A rapid return to work is possible as long as strenuous activity is avoided.
18. Results
The feasibility of the laparoscopic approach has been demonstrated in a large number of publications.
So far, the results seem to be equivalent to those of open surgery (Martin et al., 1997). However, the laparoscopic approach is still controversial for some authors who prefer an open abdominal or an open thoracic approach to treat type III HHs (Maziak et al., 1998; Hashemi et al., 2000).

Recovery
Postoperative hospital stay is usually much shorter than in the open approach, due to reduced postoperative discomfort, and decreased cardiopulmonary complications:
- open surgery: 9 to 10-day hospital stay (Ellis et al., 1986; Hashemi et al., 2000)
- laparoscopic surgery: 3-day hospital stay in 93% of cases (Willekes et al., 1997; Hashemi et al., 2000).

Recurrence rate
This is the major problem in the surgical treatment of giant HH (Khaitan et al., 2002). The recurrence rate varies from 6% to 50% depending on the types of HH and investigations utilized to determine the diagnosis. A large number of recurrences are totally asymptomatic and only found during a follow-up contrast swallow. The risk of recurrence is increased if there is a large pressure gradient between the abdominal and thoracic cavities. Physical exertion, coughing and obesity therefore predispose to recurrence, as do a weakened crura and a short esophagus. Ackermann et al. (1989) reports a radiological recurrence rate of 50% after open surgery.
Huntington (1997) reports a radiological recurrence rate of 6% after laparoscopic surgery with an average 12-month follow-up whereas Hashemi and DeMeester report a rate of 42% with an average 17-month follow-up (Hashemi et al., 2000).
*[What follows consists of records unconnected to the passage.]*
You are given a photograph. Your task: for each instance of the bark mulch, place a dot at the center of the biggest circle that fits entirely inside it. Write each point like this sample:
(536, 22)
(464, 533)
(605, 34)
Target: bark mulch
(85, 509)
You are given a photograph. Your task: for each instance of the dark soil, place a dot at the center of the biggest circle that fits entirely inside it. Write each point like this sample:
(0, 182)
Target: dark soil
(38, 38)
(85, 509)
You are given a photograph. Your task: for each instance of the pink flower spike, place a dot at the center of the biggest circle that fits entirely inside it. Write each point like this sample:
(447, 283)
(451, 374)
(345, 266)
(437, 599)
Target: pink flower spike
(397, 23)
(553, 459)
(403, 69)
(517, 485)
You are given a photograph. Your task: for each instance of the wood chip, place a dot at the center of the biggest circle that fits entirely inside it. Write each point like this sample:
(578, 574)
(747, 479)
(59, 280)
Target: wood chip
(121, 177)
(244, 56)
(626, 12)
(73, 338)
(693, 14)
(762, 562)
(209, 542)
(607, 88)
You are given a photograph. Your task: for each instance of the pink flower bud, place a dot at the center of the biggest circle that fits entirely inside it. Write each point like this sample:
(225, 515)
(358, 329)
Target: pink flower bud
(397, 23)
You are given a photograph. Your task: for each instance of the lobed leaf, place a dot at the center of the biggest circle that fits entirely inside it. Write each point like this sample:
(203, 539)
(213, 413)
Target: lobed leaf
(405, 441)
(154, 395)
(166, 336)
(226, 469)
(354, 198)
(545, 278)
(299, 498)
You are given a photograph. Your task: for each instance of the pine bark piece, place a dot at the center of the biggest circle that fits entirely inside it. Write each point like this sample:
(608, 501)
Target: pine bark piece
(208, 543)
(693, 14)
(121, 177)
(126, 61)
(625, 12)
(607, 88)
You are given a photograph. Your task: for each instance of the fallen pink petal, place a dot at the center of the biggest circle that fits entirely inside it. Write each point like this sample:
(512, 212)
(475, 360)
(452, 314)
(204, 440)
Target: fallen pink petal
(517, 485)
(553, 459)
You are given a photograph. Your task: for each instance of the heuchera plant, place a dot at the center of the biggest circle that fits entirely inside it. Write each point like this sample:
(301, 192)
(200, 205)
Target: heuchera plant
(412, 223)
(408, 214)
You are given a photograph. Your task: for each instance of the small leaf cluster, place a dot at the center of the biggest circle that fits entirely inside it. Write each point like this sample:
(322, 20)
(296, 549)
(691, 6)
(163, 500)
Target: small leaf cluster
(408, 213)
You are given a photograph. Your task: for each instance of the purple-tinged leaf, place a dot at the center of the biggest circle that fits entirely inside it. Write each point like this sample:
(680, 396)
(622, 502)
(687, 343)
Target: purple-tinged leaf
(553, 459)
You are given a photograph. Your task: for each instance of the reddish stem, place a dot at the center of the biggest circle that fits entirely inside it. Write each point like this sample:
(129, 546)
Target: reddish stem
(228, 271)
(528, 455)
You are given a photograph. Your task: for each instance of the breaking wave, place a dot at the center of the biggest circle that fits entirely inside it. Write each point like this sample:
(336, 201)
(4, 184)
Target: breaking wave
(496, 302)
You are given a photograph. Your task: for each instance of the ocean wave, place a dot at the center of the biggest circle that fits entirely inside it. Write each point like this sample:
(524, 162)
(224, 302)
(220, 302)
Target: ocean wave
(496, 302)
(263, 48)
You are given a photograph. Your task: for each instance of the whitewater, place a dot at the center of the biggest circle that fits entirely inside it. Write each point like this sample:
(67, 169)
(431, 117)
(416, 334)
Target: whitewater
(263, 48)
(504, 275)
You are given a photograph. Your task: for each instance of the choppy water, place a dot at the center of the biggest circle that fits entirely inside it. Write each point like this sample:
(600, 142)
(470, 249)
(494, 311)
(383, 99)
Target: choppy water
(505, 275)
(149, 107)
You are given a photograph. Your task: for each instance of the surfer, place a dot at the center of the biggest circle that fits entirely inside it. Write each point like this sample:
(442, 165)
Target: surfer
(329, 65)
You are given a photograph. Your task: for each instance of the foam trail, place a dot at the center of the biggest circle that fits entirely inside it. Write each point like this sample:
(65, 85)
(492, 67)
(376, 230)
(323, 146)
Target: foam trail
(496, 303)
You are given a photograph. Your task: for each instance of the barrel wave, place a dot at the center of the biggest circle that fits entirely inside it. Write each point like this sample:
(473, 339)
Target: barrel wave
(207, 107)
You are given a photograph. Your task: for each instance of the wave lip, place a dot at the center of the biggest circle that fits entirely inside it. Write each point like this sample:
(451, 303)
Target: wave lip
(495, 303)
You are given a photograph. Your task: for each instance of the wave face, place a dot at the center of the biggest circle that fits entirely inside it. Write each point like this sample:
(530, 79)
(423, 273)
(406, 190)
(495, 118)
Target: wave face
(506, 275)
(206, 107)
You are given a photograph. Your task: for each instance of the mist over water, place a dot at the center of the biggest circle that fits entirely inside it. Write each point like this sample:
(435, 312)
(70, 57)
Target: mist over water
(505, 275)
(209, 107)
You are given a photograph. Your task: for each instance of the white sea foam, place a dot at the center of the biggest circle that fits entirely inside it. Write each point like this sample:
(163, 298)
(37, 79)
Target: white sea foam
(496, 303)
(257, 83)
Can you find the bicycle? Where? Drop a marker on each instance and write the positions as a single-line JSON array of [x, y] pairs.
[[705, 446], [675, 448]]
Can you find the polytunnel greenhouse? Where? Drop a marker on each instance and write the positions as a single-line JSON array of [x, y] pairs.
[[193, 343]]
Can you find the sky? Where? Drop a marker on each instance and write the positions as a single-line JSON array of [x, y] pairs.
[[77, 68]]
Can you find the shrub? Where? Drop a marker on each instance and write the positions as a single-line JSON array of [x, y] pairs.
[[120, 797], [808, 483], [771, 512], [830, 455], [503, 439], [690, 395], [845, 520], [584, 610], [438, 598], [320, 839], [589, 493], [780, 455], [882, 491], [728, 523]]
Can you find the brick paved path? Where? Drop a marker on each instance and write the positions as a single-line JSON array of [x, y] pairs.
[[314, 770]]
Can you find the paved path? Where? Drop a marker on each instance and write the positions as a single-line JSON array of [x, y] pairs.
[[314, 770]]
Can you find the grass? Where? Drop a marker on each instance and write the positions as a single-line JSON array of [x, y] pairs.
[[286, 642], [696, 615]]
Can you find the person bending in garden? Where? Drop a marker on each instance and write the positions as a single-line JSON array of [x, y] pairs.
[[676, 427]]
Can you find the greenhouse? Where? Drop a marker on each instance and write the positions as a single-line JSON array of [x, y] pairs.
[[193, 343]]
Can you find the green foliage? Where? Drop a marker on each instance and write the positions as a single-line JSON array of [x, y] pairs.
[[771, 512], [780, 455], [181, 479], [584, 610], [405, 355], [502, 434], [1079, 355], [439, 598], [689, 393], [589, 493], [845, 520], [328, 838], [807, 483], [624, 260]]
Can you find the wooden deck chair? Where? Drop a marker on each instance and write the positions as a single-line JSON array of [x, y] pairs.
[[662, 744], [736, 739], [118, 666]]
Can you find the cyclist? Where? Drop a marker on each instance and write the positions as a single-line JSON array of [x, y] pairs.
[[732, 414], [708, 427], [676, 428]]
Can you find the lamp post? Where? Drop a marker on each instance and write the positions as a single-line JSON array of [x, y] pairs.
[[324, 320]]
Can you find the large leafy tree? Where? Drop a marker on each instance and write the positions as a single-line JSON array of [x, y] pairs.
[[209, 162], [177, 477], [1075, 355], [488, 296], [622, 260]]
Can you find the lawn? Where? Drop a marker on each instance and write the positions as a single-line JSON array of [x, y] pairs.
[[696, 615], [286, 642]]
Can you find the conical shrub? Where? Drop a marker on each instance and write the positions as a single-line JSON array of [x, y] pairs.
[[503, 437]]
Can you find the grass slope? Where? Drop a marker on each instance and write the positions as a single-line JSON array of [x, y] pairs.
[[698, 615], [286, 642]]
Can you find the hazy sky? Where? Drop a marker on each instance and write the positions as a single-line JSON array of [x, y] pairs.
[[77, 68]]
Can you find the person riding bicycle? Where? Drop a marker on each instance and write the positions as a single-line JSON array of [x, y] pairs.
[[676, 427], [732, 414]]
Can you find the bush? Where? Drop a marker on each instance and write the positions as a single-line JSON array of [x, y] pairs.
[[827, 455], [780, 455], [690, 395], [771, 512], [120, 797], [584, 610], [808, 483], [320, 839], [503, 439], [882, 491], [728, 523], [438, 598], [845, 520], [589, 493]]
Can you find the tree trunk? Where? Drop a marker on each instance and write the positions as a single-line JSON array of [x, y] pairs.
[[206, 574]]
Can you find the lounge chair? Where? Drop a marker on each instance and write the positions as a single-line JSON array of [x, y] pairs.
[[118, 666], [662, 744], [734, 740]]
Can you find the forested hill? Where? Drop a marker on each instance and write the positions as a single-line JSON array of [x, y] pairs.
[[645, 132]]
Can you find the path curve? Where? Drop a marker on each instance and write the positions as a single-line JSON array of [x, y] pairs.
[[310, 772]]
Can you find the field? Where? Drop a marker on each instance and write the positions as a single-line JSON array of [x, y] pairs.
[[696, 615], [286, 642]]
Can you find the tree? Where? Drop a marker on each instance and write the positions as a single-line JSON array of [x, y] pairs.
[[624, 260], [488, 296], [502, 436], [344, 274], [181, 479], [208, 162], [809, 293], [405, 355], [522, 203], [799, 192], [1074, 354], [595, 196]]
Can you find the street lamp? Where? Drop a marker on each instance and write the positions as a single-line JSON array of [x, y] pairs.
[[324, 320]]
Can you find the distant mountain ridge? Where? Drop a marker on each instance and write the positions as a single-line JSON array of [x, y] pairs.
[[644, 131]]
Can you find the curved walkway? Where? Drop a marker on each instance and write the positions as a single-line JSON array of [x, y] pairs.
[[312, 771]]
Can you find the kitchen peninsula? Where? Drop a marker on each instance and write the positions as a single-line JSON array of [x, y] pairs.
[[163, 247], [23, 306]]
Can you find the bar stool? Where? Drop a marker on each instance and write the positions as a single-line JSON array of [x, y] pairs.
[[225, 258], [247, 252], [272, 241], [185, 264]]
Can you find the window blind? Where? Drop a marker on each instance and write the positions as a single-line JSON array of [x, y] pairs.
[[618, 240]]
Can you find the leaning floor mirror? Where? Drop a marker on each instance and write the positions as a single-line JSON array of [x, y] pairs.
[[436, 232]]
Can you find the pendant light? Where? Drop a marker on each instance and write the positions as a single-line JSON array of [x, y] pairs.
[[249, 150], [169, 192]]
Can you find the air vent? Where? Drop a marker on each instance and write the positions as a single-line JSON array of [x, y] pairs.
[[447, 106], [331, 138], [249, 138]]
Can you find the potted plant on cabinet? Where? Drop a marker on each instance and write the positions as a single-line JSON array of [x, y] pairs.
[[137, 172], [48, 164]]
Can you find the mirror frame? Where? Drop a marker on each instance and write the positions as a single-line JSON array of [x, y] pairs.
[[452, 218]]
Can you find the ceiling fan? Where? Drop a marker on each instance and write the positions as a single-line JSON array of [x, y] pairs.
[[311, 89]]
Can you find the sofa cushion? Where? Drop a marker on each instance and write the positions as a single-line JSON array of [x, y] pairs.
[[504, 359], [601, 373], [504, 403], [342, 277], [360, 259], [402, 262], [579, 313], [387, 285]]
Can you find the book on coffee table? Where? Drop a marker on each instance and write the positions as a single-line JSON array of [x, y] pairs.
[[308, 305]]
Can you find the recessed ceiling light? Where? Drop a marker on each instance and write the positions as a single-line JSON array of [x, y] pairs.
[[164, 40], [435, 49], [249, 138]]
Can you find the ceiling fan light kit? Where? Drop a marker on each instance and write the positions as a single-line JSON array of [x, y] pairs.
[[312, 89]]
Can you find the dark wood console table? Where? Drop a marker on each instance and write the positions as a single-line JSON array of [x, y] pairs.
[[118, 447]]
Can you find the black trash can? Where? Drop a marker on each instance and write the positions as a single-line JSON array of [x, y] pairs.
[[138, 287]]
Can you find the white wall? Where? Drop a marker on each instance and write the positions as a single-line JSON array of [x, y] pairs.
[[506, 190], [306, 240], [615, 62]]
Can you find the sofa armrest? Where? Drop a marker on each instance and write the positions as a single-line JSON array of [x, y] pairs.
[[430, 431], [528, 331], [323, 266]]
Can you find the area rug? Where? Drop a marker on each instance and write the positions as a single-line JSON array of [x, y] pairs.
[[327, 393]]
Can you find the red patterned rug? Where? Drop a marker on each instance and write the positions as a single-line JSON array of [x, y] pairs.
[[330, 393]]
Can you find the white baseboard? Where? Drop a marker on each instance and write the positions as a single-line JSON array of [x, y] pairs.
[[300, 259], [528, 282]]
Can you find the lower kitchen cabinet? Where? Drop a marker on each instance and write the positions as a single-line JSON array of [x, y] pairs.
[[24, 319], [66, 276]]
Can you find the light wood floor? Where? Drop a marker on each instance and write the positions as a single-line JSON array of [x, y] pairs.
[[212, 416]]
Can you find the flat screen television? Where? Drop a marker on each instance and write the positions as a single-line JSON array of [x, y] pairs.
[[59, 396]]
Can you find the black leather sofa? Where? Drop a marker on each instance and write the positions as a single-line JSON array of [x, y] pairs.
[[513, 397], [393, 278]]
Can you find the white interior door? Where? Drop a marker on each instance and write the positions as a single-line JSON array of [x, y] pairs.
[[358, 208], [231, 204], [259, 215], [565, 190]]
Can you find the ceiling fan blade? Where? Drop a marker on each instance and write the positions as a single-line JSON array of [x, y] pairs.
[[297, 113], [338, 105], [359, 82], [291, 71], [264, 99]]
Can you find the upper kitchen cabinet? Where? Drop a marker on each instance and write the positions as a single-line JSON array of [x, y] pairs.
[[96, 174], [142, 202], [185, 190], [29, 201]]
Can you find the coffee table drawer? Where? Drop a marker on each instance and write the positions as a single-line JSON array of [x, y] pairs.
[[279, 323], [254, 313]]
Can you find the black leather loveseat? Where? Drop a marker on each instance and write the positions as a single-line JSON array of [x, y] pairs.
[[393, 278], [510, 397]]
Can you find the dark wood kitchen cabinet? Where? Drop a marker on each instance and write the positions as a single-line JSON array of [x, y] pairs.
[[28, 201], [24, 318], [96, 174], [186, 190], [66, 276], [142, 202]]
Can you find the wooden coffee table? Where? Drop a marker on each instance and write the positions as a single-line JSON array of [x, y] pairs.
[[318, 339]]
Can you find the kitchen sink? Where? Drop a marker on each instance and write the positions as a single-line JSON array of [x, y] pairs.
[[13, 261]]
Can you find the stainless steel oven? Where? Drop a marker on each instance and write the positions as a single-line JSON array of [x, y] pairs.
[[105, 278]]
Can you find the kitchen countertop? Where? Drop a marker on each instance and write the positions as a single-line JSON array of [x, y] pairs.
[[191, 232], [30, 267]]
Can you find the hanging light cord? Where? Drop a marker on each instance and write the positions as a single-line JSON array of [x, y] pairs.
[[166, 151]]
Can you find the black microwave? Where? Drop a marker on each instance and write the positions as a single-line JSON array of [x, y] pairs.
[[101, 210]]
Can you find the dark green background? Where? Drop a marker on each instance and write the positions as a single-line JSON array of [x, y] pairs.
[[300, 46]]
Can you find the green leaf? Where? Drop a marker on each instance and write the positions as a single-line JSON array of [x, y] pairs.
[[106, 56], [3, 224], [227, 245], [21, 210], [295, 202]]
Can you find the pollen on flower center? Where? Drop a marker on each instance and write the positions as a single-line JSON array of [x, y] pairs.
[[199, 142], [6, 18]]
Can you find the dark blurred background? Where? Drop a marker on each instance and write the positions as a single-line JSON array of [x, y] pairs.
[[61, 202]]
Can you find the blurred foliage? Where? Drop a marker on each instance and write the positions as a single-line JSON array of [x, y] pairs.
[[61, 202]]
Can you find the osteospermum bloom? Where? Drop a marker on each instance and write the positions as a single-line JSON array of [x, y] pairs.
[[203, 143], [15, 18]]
The goal of laparoscopic surgery is to reproduce the results of the open approach: recurrence rates of around 10% for Williamson et al. (1993), 15% for Hashemi and DeMeester (Hashemi et al., 2000), and 14% for Ellis et al. (1986) with an average follow-up of 61 months.

Morbidity rate
The morbidity rate in open surgery is 14%, keeping in mind that certain authors do not consider splenectomy (Ellis et al., 1986) or prolonged dysphagia (Menguy, 1988) complications. For Hashemi and DeMeester, there seems to be no difference in morbidity rates between the laparoscopic and open approach (Hashemi et al., 2000).

Mortality rate
The average mortality rate for open surgery in several series is 3% (Huntington, 1997). For Hashemi and DeMeester, there seems to be no difference regardless of the approach (Hashemi et al., 2000).
19. Conclusions
The laparoscopic approach offers surgeons an alternative to the treatment of giant HHs. The procedure is difficult to perform. The recurrence rate, which is elevated in some series (Hashemi et al., 2000), demonstrates the difficulty of reproducing open surgery's results laparoscopically.

Nevertheless, the laparoscopic approach:
- provides better visualization of the hiatal region;
- offers an acceptable morbidity rate;
- is associated with a more rapid recovery rate (Hashemi et al., 2000);
- provides for better postoperative comfort;
- reduces cardiopulmonary complications.